FCAJ AWS Bootcamp Final Project Report > Technical Workshop > Frontend Delivery & Real-Time Integrations > Live Captioning – Transcribe & Translate in Action

Live Captioning – Transcribe & Translate in Action

How the Real-Time Pipeline Works

When a user clicks Start, the following chain of events happens automatically:

Browser microphone
  → Web Audio API worklet (16 kHz resampling)
  → Binary PCM chunks sent over WebSocket (WSS)
  → CloudFront /ws/transcribe
  → Application Load Balancer
  → FastAPI on ECS Fargate (port 8000)
  → Amazon Transcribe Streaming (two parallel streams: vi-VN and en-US)
  → Amazon Translate (finalized segments only)
  → Caption rows returned over the same WebSocket path
  → Browser caption dashboard

The microphone only starts capturing audio after the backend health check passes and the WebSocket connection is established. Audio produced while the socket is not open is dropped rather than buffered.

Bilingual Dual-Stream Mode

With BILINGUAL_DUAL_STREAM=true, the backend fans each PCM chunk into two parallel Amazon Transcribe streams:

vi-VN – detects Vietnamese speech
en-US – detects English speech

An arbitrator picks the language that produced the finalized segment first, then sends that text to Amazon Translate to produce the other language. The result is a bilingual row:

[Vietnamese original]  |  [English translation]
[English original]     |  [Vietnamese translation]

Only finalized segments become permanent caption rows.
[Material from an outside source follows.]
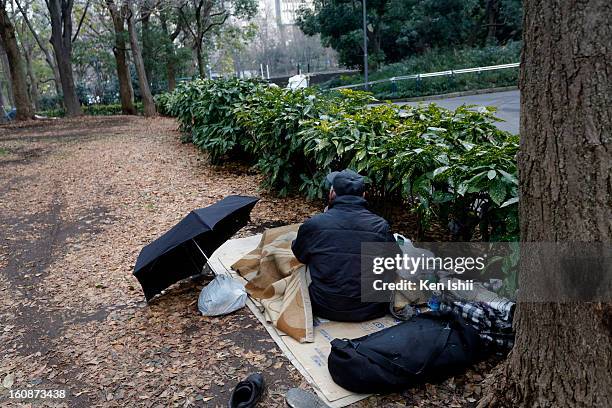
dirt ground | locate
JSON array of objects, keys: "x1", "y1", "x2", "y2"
[{"x1": 0, "y1": 116, "x2": 498, "y2": 407}]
Partial (interim) results may appear in the UI transiently but are never stored.

Connection Resilience

Event	Behaviour
Normal operation	Frontend sends `ping` every 30 seconds; backend replies `pong`
Unexpected disconnect	Frontend retries up to 3 times: 1 s, 2 s, 4 s backoff
Reconnect success	New backend session starts; finalized rows are preserved in UI
All retries fail	Audio capture stops; user must press Start again
30-minute timeout	Backend closes session; frontend shows “Session ended”

Session Guardrails

The backend rejects new connections when limits are exceeded:

4 concurrent sessions globally (one ECS task, process memory)
1 session per client IP

These limits prevent accidental runaway Transcribe/Translate costs for the MVP. Before scaling beyond one task, the session registry must move to DynamoDB or Redis (shared state across tasks).

Start a Live Session

Open https://dpeohr327wt9l.cloudfront.net
Click Start captioning to go to /app
Click Start session – the frontend wakes the backend if needed, then polls health
Allow microphone access when prompted by the browser
Speak in English or Vietnamese
Watch finalized bilingual caption rows appear in the dashboard

The dashboard in its READY state before starting a session:

LiveCap dashboard in ready state showing Start session button and audio source selector

After clicking Start session, the status changes to WAKING while the frontend wakes the ECS backend (scales 0 → 1) and syncs the transcription streams:

LiveCap dashboard in WAKING state showing Connecting button and SYNCING_NODE_STREAMS status

Once connected, the bilingual caption layout appears with VIETNAMESE and ENGLISH columns side by side. Finalized segments appear as caption rows in real time:

LiveCap caption dashboard showing bilingual caption columns after session starts

The dashboard provides Start session, Stop session, Download transcript, and PURGE SESSION CACHE controls; a 30-minute session timer with elapsed time; audio source selection; real-time connection state badge (READY / WAKING / LIVE / LOST); side-by-side Vietnamese and English transcription; and reconnect/error states across desktop and mobile layouts. Only finalized segments are retained and made available for export.

Connection Error States

If the WebSocket connection is lost (e.g., backend timed out due to silence or network issue), the dashboard shows a LOST badge and error toasts:

SYSTEM ERROR – red toast with the specific error message (e.g., “Your request timed out because no new audio was received for 15 seconds.”)
STREAM DISRUPTED – yellow warning toast asking user to verify internet and restart

LiveCap dashboard showing LOST status with System Error and Stream Disrupted error toasts

Click DISMISS on the system error, then Start session again to reconnect.

What If Microphone Access Is Denied?

If the browser blocks microphone access, LiveCap stops before opening any stream and displays a HARDWARE ACCESS ERROR message in the main panel instead of leaving a broken session open. Allow microphone access in the browser site settings and reload /app.